Na minha adolescência, hospedada na casa de um primo que também tinha um passarinho bem parecido com o meu, cheguei em casa feliz e deparei-me com o passarinho duro e morto no chão de seu pequeno mundo, uma  gaiolinha bem apertadinha e bem parecida com a gaiola do passarinho que libertei alguns anos à frente deste triste episódio. Levei um grande susto e fiquei extremamente chocada com aquela situação. Saí correndo sem coragem de olhar para aquela cena tão trágica aos olhos de uma adolescente sedenta de liberdade. Quando vi, no futuro, meu passarinho triste e correndo o risco de morrer como o passarinho do meu primo, não pensei duas vezes antes de liberta-lo. Fico triste e chocada, assim como nesta cena que vivi na minha adolescência, quando vejo pessoas morrendo sem nunca experimentarem a tão temida e desejada liberdade. Por isso, optei por permitir ao meu passarinho decidir: “viver ou morrer fora ou dentro de sua gaiola”. Ele fez a opção dele. Em algum momento teve a coragem de fazer o seu voo mais alto e mais longínquo. Não tive a alegria de presenciar este momento; um momento só dele. Posso imaginar a emoção dele frente esta experiência de vida. Muitos diriam que bichos não tem emoção, que não possuem um cérebro sofisticado como o nosso para isto. Eu que tenho bichos, que convivo intimamente com eles, infelizmente, tenho que admitir que eles possuem um cérebro mais sofisticado do que quem pensa assim.  Somos prisioneiros destas ideias formatadas para aliviar o nosso sentimento de culpa frente a escravidão que impomos aos nossos animais.
Ser livre não é simples como todo mundo gostaria que fosse. Talvez seja simples para a nossa alma, mas estamos engaiolados num ego que teme a liberdade mais do que tudo. Nosso ego quer reconhecimento, segurança e poder. Nossa alma não precisa de nada disto. A grande maioria de todos nós, já nasceu aprisionado, dentro de nossas gaiolinhas.
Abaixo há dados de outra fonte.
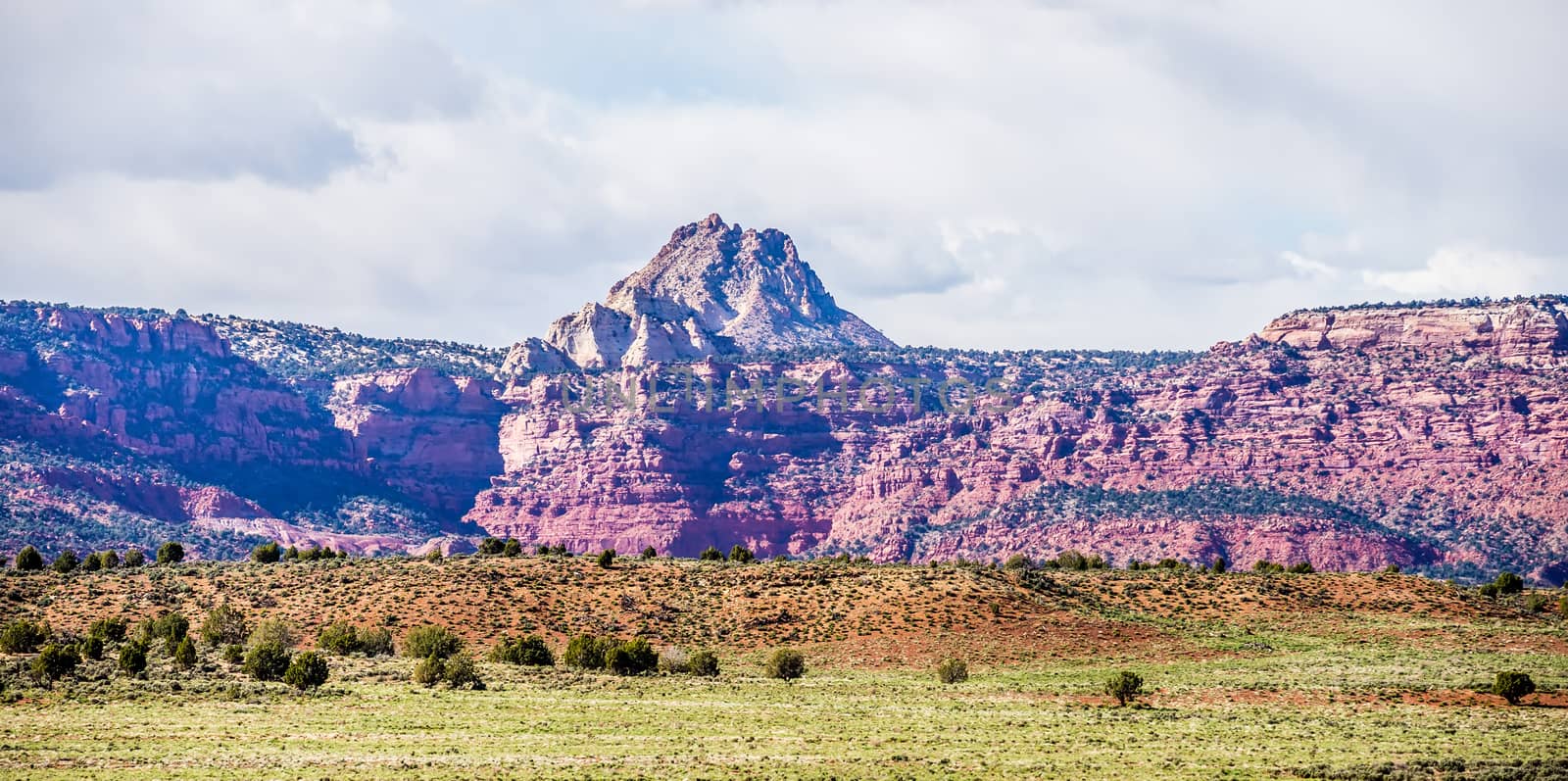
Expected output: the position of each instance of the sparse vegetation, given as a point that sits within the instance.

Algumas são de ouro, outras de prata, madeira e há também gaiolas enferrujadas e feias. Independente da aparência delas,  todas são gaiolas. Medimos o nosso valor pela qualidade de nossa gaiola. Quanta ilusão! As filosofias milenares indianas dizem: “O homem vive de ilusões”. O primeiro cárcere que precisamos destruir são as nossas ilusões. Existem muitos cárceres, todos eles construídos com o propósito específico de cercear a nossa visão do mundo. Um dos maiores cárceres reconhecidos e legitimados como espaço do conhecimento é a dita ciência. Ela dita o que vale e o que não vale dentro de um contexto sócio-político-econômico. Aprisiona ideias não reconhecidas por ela e legitima verdades que não são tão verdadeiras assim; verdades que beneficiam um grupo e excluem outros. Quantas verdades legitimadas pela nossa ciência se transformou em grandes mentiras com o passar dos anos. Quantas mentiras se transformaram em verdades. Sou fã da ciência, mas não de uma ciência cega, preconceituosa e politicamente comprometida com interesses de grupos dominantes.
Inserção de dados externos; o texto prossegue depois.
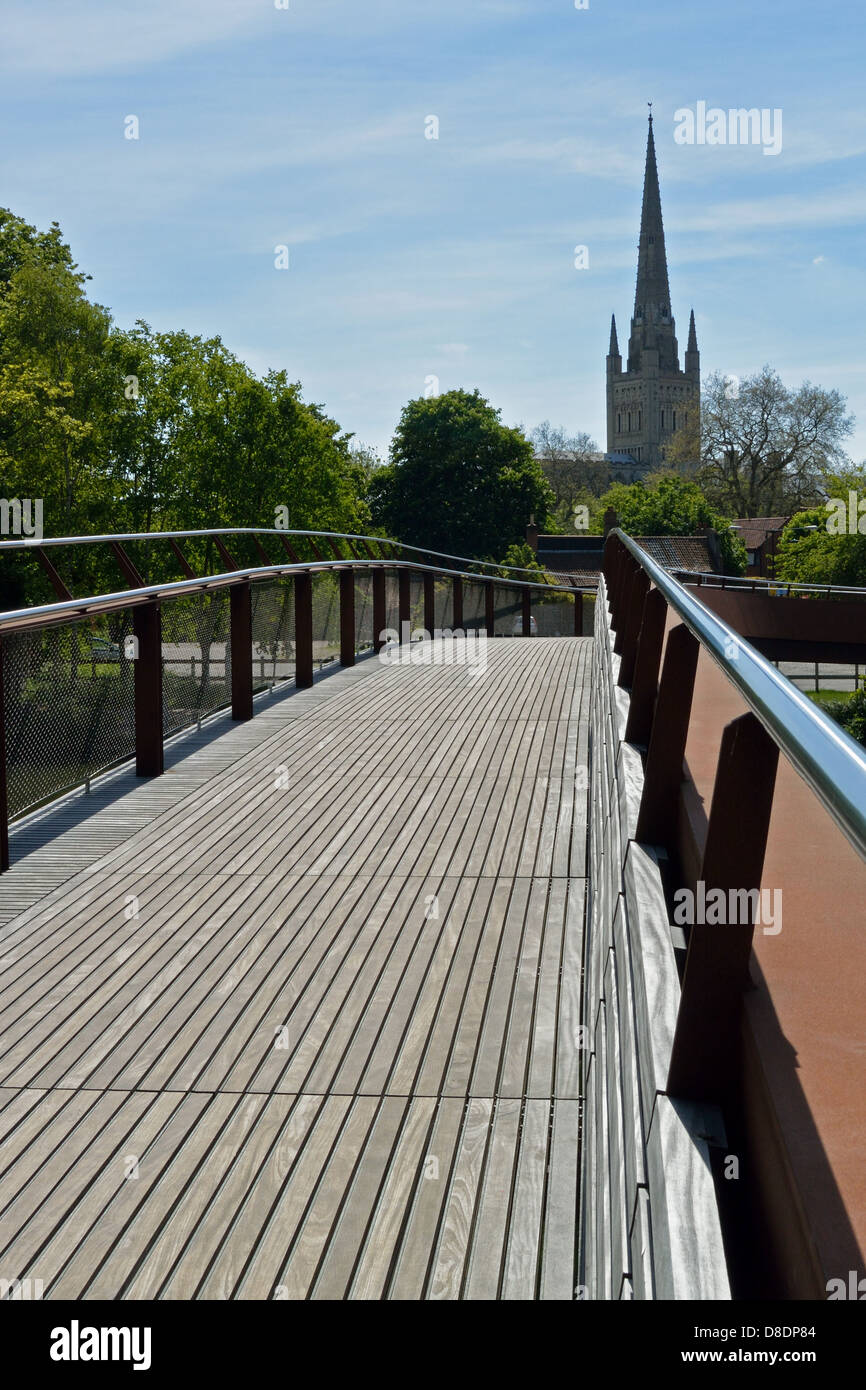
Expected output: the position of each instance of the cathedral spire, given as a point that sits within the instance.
(652, 324)
(652, 293)
(692, 335)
Os nossos preconceitos, o nosso fanatismo por uma ideia, os nossos sentimentos negativos nos aprisionam mais do que qualquer gaiola. A própria educação não é nem um pouco libertadora como ansiava Paulo Freire. Temos uma educação muito mais voltada para produzir soldadinhos em massa para enfrentar a guerra do vestibular e dar continência a conhecimentos que nos entopem para não sobrar lugar para o que realmente importa. O que realmente importa é aquilo que pode nos libertar. No entanto, uma consciência livre depõe governantes e toda uma estrutura opressora.
Meu pai é quem conta uma história interessante do final de sua infância e começo de sua adolescência. Estava sendo preparado para ser combatente na segunda guerra mundial – “Eles nos fizeram uma lavagem cerebral tão elaborada que acreditávamos que seria o máximo lutar  pelo nosso país. Lutaríamos e voltaríamos ilesos e vitoriosos. A morte que nos espreitava não era abordada em nosso treinamento. Assistíamos cenas dos combatentes felizes e das batalhas vencidas. As derrotas, o derramamento de sangue, a angústia dos familiares que perdiam seus entes queridos, a loucura e a neurose de guerra que habitava a mente de quem conseguia retornar nunca foi mostrada naqueles vídeos. A riqueza de nossa vida de nada valia. Valia os podres interesses de nossa nação e das outras aliadas a ela. Despreparados para qualquer tipo de batalha, seríamos colocamos na linha de frente com o único propósito de levar bala e dar suporte para outros grupos de soldados um pouco mais preparados do que nós.  Uma vida servida para ser bucha de canhão.” Como tiveram coragem de preparar crianças para enfrentar uma guerra, engaiolando a consciência destas numa farda bonita? Não temos que morrer pela nossa pátria ou nação; temos que viver por ela, mas não somente por ela. Temos que viver o nosso propósito existencial. Este propósito transcende as divisas territoriais. Meu pai tinha 13 a 14 anos na época desta guerra vergonhosa; uma criança nos primórdios de seu adolescer.  Se temos que ter algum sentimento para com países que fomentam uma guerra, este sentimento não deve ser nunca de patriotismo. O único sentimento plausível neste contexto é a vergonha, revolta e indignação. Pessoas inocentes não merecem morrer porque os poderosos não conseguem se entender. Nenhum poderoso é colocado na linha de frente de um canhão. São colocados na linha de frente de interesses de uma minoria que se esconde atrás de um poder que massacra a maioria.  Ainda bem que a guerra acabou sem que meu pai precisasse se tornar a bucha de canhão. Hoje, com 83 anos de idade, contribuiu, contribui e ainda há de contribuir muito para este país; sempre contribuiu, sobretudo, para a formação de minha consciência. Quantas vidas de homens que se tornaram grandes pilares na construção deste país teriam sido perdidas se esta guerra não tivesse terminado ?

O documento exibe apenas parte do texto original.